From: Alex Thorlton <athorlton@sgi.com>
To: "Kirill A. Shutemov" <kirill@shutemov.name>
Cc: Dave Hansen <dave.hansen@intel.com>,
linux-kernel@vger.kernel.org, Ingo Molnar <mingo@redhat.com>,
Peter Zijlstra <peterz@infradead.org>,
Andrew Morton <akpm@linux-foundation.org>,
Mel Gorman <mgorman@suse.de>,
"Kirill A . Shutemov" <kirill.shutemov@linux.intel.com>,
Rik van Riel <riel@redhat.com>,
Johannes Weiner <hannes@cmpxchg.org>,
"Eric W . Biederman" <ebiederm@xmission.com>,
Sedat Dilek <sedat.dilek@gmail.com>,
Frederic Weisbecker <fweisbec@gmail.com>,
Dave Jones <davej@redhat.com>,
Michael Kerrisk <mtk.manpages@gmail.com>,
"Paul E . McKenney" <paulmck@linux.vnet.ibm.com>,
David Howells <dhowells@redhat.com>,
Thomas Gleixner <tglx@linutronix.de>,
Al Viro <viro@zeniv.linux.org.uk>,
Oleg Nesterov <oleg@redhat.com>,
Srikar Dronamraju <srikar@linux.vnet.ibm.com>,
Kees Cook <keescook@chromium.org>,
Robin Holt <robinmholt@gmail.com>
Subject: Re: [PATCH 1/8] THP: Use real address for NUMA policy
Date: Tue, 27 Aug 2013 11:50:39 -0500 [thread overview]
Message-ID: <20130827165039.GC2886@sgi.com> (raw)
In-Reply-To: <20130816185212.GA3568@shutemov.name>
> Here's more up-to-date version: https://lkml.org/lkml/2012/8/20/337
These don't seem to give us a noticeable performance change either:
With THP:
real 22m34.279s
user 10797m35.984s
sys 39m18.188s
Without THP:
real 4m48.957s
user 2118m23.208s
sys 113m12.740s
Looks like we got a few minutes faster on the with THP case, but it's
still significantly slower, and that could just be a fluke result; we're
still floating at about a 5x performance degradation.
I talked with one of our performance/benchmarking experts last week and
he's done a bit more research into the actual problem here, so I've got
a bit more information:
The real performance hit, based on our testing, seems to be coming from
the increased latency that comes into play on large NUMA systems when a
process has to go off-node to read from/write to memory.
To give an extreme example, say we have a 16 node system with 8 cores
per node. If we have a job that shares a 2MB data structure between 128
threads, with THP on, the first thread to touch the structure will
allocate all 2MB of space for that structure in a 2MB page, local to its
socket. This means that all the memory accessses for the other 120
threads will be remote acceses. With THP off, each thread could locally
allocate a number of 4K pages sufficient to hold the chunk of the
structure on which it needs to work, significantly reducing the number
of remote accesses that each thread will need to perform.

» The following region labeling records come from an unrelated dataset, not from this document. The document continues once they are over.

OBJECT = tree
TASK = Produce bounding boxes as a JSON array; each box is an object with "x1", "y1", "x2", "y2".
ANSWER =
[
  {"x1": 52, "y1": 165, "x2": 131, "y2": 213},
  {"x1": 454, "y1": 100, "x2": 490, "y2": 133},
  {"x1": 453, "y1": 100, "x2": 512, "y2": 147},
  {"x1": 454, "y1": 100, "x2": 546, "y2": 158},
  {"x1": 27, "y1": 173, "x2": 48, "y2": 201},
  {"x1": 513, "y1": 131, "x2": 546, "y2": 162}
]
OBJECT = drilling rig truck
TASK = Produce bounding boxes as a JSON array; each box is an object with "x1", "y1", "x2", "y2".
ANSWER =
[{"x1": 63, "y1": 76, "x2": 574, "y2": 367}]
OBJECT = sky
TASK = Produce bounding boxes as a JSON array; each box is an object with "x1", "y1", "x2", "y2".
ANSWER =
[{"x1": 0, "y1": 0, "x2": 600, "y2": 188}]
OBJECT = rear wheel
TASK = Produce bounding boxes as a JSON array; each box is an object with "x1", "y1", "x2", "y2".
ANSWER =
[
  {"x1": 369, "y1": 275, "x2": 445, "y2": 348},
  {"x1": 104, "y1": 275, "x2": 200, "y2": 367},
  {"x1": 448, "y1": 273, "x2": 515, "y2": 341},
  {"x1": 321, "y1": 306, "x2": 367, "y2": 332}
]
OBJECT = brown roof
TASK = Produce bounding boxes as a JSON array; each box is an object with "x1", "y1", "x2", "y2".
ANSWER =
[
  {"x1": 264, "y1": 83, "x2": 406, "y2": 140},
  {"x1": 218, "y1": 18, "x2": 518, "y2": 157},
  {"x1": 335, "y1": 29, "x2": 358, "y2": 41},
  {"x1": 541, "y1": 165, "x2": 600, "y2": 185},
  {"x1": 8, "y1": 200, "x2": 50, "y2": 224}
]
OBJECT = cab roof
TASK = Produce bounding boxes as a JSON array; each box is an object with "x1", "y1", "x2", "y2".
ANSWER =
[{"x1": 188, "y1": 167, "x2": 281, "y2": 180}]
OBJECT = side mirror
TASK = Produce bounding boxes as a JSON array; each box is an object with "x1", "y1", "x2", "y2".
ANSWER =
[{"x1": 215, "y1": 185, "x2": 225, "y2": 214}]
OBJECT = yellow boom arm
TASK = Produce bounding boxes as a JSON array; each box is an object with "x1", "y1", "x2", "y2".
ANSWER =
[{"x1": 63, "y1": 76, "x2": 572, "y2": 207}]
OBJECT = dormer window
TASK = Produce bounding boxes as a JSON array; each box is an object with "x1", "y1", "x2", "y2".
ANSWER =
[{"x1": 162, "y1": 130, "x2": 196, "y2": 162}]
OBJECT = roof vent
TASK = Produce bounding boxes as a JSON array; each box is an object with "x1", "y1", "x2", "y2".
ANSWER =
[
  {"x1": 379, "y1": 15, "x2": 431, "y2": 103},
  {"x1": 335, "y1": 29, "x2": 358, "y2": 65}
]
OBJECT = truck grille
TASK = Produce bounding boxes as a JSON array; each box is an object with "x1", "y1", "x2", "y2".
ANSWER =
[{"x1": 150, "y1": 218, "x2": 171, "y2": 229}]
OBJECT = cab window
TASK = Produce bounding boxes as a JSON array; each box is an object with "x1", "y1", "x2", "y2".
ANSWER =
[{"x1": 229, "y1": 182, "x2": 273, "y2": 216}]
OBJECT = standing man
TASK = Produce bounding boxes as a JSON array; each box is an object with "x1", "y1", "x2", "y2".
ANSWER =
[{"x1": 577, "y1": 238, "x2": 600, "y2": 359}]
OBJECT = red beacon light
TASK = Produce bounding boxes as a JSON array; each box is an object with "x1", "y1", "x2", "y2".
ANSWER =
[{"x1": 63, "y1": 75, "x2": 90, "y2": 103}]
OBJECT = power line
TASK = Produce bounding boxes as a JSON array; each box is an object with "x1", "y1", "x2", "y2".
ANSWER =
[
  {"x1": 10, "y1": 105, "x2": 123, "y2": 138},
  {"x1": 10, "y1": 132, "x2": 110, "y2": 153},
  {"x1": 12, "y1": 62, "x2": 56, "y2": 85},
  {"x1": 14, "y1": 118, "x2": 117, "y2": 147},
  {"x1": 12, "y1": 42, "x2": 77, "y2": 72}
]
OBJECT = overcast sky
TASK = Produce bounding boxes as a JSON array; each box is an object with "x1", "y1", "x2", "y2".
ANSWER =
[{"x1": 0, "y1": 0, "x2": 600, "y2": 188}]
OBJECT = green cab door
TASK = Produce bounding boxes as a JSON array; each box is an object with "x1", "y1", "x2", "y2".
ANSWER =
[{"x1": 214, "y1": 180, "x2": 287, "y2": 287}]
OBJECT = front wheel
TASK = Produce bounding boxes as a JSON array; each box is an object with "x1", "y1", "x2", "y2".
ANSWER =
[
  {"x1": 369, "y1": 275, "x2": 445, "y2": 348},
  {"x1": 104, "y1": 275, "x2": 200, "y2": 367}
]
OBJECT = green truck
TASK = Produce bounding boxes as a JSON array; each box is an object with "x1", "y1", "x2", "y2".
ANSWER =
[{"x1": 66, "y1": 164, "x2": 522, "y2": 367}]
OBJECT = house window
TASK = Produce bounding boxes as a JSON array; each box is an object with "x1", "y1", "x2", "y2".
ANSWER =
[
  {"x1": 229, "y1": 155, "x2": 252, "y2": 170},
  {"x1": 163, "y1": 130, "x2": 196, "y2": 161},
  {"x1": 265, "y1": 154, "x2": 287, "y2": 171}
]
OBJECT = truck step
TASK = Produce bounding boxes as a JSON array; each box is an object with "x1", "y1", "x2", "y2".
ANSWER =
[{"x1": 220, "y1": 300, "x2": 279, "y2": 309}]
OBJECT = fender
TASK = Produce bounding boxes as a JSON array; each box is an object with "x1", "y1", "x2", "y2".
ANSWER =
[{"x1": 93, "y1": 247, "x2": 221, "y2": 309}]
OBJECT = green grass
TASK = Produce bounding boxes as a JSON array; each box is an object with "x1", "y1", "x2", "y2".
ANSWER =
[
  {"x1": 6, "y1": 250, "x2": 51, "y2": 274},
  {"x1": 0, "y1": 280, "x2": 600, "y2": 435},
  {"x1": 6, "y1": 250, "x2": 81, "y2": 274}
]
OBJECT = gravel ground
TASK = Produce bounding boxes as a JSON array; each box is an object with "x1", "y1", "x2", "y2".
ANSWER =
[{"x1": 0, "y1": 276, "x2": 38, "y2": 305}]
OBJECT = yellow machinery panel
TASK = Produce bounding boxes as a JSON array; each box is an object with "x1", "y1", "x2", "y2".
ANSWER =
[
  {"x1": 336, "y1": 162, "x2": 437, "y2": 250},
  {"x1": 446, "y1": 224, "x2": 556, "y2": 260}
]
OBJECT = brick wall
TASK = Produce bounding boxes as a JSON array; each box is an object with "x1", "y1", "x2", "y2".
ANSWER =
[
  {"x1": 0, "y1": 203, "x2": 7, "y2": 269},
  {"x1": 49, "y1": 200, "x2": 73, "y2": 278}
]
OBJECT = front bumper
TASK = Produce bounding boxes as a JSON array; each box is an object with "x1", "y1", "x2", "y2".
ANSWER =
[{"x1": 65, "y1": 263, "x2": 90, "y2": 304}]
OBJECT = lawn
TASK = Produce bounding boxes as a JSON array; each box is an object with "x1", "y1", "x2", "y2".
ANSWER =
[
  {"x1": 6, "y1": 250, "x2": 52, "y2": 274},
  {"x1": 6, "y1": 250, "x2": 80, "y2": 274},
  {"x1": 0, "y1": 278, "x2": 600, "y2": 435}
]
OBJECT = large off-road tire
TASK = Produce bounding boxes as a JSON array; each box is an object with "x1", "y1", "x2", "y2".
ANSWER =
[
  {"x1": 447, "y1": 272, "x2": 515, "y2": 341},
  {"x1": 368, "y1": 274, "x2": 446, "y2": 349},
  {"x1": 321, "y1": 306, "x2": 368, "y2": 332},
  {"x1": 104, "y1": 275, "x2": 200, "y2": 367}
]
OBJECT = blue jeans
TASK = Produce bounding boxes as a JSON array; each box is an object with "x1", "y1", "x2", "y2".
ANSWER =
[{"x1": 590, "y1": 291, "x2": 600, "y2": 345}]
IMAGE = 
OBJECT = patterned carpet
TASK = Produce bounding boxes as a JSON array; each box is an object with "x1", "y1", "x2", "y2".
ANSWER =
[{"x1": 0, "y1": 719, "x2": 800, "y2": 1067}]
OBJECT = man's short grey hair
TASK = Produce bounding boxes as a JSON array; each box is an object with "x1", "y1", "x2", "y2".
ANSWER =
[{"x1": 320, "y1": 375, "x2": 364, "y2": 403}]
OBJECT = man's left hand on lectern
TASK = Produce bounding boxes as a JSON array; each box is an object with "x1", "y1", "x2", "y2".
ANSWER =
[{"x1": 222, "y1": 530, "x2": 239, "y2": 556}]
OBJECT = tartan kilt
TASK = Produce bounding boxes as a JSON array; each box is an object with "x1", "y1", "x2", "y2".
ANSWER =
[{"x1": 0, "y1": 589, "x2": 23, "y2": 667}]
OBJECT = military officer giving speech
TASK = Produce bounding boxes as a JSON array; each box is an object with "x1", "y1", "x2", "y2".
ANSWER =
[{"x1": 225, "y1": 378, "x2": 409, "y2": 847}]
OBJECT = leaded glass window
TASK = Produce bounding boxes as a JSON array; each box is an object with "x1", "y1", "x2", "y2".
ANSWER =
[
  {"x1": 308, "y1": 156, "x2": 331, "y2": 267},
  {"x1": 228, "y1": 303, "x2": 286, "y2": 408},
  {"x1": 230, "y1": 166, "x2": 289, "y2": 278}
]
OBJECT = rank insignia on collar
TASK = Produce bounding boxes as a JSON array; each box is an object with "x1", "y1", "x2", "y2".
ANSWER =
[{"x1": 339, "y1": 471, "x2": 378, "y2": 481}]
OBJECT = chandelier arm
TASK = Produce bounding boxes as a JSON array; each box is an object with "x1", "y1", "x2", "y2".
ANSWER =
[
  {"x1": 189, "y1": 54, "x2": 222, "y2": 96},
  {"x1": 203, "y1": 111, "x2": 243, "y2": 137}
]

So, with that in mind, do we agree that a per-process tunable (or
something similar) to control THP seems like a reasonable method to
handle this issue?
Just want to confirm that everyone likes this approach before moving
forward with another revision of the patch. I'm currently in favor of
moving this to a per-mm tunable, since that seems to make more sense
when it comes to threaded jobs. Also, a decent chunk of the code I've
already written can be reused with this approach, and prctl will still
be an appropriate place from which to control the behavior. Andrew
Morton suggested possibly controlling this through the ELF header, but
I'm going to lean towards the per-mm route unless anyone has a major
objection to it.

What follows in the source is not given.